I've been mulling about the sermon I'll be preaching on March 25. I have been thinking that I'll be improvising the sermon—that is, not writing it down, or at least not standing at the pulpit reading it, but one of the things that has drawn me about the gospel text, which is the woman anointing Jesus, is the fragrance.

Last night I found a place on-line (after looking unsuccessfully in several places locally) that sells essential oils and I ordered some spikenard, as well as frankincense and myrrh, among others. I'll hope it's here by March 25. I went rummaging through my drawers and crafts bags for fragrances this weekend. My daughter's Christmas gifts several years ago were potpourri boxes and sachets, and we had fragrance oils for those, and I had gotten some fragrances to add to massage oils, so I have quite a few essential oils around for one reason or another. I'm thinking that this might be a fragrant service. I have a lot of smells captured in bottles. The children will enjoy that...

Smell is the sense that is most primal and I'm wondering why we don't make more use of it in worship. Other than the smell of the coffee brewing—which actually isn't very strong, we don't do smells in Protestant churches. Is this another thing, like ritual, that we lost/threw away during the reformation?

Nard or spikenard was used in preparing a body for burial.

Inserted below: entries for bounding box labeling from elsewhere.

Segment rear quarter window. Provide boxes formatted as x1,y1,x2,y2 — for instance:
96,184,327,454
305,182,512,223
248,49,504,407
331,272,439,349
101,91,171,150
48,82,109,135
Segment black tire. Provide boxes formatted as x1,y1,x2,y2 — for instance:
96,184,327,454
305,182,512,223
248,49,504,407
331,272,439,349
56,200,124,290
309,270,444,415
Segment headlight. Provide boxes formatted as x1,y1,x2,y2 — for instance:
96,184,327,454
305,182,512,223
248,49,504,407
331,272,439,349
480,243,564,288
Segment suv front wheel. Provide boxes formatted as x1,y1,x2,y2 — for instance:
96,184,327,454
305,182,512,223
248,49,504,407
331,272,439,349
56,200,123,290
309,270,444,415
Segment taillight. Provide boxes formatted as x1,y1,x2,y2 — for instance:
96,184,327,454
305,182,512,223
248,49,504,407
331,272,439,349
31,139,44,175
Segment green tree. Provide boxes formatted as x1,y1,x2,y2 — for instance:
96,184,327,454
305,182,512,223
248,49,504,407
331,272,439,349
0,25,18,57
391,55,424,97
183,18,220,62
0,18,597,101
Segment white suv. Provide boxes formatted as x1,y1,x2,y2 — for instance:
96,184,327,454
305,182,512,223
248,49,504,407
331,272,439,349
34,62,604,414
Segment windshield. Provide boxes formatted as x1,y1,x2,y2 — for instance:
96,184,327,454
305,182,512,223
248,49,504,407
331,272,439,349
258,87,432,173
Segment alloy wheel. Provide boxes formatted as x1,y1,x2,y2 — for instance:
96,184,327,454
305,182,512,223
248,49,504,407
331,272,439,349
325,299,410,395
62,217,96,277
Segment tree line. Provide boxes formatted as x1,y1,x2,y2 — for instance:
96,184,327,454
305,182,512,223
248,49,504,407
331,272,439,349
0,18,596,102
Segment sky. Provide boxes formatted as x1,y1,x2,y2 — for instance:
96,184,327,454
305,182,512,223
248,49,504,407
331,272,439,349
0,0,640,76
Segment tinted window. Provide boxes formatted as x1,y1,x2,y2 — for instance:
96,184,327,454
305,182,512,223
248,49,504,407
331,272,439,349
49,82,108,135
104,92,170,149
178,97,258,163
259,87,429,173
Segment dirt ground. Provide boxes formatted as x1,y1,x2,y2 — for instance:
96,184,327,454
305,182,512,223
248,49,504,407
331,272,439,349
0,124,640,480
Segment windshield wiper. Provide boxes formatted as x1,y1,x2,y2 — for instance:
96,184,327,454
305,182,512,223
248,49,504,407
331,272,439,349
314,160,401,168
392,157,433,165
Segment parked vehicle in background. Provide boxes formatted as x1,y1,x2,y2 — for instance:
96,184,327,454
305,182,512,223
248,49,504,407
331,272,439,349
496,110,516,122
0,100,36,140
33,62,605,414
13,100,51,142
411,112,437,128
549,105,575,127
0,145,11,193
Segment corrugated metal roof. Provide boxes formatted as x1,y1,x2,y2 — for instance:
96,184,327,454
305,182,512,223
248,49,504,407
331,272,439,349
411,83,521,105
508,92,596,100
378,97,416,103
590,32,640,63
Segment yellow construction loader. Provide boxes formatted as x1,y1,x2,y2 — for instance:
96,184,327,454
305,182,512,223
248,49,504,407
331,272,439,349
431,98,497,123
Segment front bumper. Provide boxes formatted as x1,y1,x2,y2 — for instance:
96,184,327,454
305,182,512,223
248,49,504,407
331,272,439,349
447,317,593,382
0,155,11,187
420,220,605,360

I figure that's a coded way of saying that it's a potent enough scent to cover up the scent of a decaying, no—let's be blunt—a rotting body. If so, what primal associations would nard have? Yet, it's referred to as well in Song of Solomon: "While the king was on his couch, my nard gave forth its fragrance." It's originally from India, and we know from the gospel that it was costly then. Was it a scent the poor would have known? Currently it's not as expensive as myrrh, and it's recommended for rashes, wounds, and tension, and is known as a very spiritual fragrance, apparently just from its historic association with the anointing of Jesus. Is that cause or effect now? If I didn't know it was nard, would I be affected spiritually?

So am trying to think of how to use fragrances in a sermon, especially since we have a hospitality theme going on… Bring my bread machine—baking bread is a current fragrance of hospitality. But apparently nard had an association with welcoming guests as well…

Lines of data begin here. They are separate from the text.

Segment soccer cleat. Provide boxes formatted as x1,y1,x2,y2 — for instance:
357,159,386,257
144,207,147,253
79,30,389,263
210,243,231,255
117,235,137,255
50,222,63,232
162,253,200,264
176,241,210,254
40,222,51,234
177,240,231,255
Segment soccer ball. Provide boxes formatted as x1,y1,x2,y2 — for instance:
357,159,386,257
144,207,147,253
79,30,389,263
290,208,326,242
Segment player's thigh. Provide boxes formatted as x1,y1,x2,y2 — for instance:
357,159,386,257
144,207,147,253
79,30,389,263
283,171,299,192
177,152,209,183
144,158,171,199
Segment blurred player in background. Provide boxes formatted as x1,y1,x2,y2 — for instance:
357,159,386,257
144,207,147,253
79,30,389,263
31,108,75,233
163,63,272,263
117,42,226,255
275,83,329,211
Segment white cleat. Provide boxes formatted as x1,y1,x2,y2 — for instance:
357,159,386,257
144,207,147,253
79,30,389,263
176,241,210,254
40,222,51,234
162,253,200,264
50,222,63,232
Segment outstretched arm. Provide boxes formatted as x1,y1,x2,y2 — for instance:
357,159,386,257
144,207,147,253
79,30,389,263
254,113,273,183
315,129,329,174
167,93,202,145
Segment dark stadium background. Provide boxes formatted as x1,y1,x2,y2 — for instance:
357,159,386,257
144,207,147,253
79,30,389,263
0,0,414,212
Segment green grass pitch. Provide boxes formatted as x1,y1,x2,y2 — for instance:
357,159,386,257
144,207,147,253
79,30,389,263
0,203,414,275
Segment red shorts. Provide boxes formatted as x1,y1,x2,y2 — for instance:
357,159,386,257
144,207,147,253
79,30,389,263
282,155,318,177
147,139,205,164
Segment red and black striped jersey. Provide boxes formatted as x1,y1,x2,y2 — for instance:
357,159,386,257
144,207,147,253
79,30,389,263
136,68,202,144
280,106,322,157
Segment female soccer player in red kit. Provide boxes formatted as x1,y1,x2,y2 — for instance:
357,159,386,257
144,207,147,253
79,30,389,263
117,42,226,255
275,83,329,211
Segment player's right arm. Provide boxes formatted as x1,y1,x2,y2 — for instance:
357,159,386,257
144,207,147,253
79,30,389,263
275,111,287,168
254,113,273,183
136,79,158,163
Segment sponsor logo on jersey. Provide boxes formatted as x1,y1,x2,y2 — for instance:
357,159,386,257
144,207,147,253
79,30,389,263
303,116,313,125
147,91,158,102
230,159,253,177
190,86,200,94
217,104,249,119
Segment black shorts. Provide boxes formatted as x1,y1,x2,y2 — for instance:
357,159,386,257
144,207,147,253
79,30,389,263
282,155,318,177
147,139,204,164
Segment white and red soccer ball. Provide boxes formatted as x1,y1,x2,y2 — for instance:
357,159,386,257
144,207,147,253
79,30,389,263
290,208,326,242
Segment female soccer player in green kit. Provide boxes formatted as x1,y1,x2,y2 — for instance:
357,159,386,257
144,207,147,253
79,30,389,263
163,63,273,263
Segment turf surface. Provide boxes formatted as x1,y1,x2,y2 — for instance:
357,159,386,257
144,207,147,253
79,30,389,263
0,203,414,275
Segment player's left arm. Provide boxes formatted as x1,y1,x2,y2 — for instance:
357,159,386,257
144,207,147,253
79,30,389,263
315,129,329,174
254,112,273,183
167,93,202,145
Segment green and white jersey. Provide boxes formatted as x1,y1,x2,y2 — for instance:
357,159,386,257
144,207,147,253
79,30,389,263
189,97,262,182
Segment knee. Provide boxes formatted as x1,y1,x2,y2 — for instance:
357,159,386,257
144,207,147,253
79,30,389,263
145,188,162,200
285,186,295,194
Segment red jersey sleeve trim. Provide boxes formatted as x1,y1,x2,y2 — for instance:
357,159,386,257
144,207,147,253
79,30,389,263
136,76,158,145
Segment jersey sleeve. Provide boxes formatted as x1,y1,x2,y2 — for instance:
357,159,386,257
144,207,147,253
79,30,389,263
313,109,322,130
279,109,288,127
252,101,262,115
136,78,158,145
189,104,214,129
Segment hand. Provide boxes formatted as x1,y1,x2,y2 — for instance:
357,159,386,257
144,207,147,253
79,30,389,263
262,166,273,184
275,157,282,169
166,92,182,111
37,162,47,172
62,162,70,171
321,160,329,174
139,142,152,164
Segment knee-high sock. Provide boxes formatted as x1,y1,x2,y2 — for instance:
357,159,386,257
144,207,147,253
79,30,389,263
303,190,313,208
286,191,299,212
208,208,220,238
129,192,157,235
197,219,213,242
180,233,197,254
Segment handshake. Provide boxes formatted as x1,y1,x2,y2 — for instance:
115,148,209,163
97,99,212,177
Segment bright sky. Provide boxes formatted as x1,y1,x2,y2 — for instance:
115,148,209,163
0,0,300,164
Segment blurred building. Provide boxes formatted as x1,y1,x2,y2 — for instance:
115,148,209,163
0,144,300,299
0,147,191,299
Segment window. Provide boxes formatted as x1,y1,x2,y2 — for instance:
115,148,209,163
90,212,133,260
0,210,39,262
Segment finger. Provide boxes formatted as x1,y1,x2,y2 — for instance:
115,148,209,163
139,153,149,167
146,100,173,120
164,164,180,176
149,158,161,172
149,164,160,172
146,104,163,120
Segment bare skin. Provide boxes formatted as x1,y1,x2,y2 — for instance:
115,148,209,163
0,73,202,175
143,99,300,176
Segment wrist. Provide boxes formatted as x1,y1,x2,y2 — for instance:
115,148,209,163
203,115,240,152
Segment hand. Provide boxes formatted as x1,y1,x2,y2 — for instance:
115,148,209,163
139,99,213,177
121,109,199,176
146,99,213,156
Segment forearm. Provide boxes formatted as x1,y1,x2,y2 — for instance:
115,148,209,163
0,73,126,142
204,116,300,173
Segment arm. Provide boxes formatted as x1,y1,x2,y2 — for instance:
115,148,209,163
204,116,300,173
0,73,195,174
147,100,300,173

Where is God in all this? What is the scent of God? The scent of redemption? The scents of love and welcome and acceptance and hospitality? How can/do we think of those? If we make worship more sensual, with more subconscious or primal connections, what might happen? There are ways to have anointing as movement as a part of the service, because it wasn't just that the fragrance was there, but that it was lavishly used, and anointing was a limited act—by priests for kings, for example. So what radical notion is it for a woman to anoint an itinerant teacher/prophet/social reformer? But it was also love and recognition, captured in the scent and in the act. How might that be translated into worship/a sermon and for this particular congregation? And we are told in Matthew and Mark that wherever the good news is told, her story will always be a part of it in remembrance of her … should we re-enact it? There is an interesting echo "in remembrance of her" with communion …

Maybe when I actually get the nard and smell it, I'll decide that there's a different way to go for this…. In the meantime, thinking of the unusual sparks creative possibility.

What is the scent of God? I asked my girlfriend as I was writing this: My answer: the smell after a rainstorm on a freshly plowed field. Her answer: the way the house smells when you are cooking, preparing for company. What's your answer?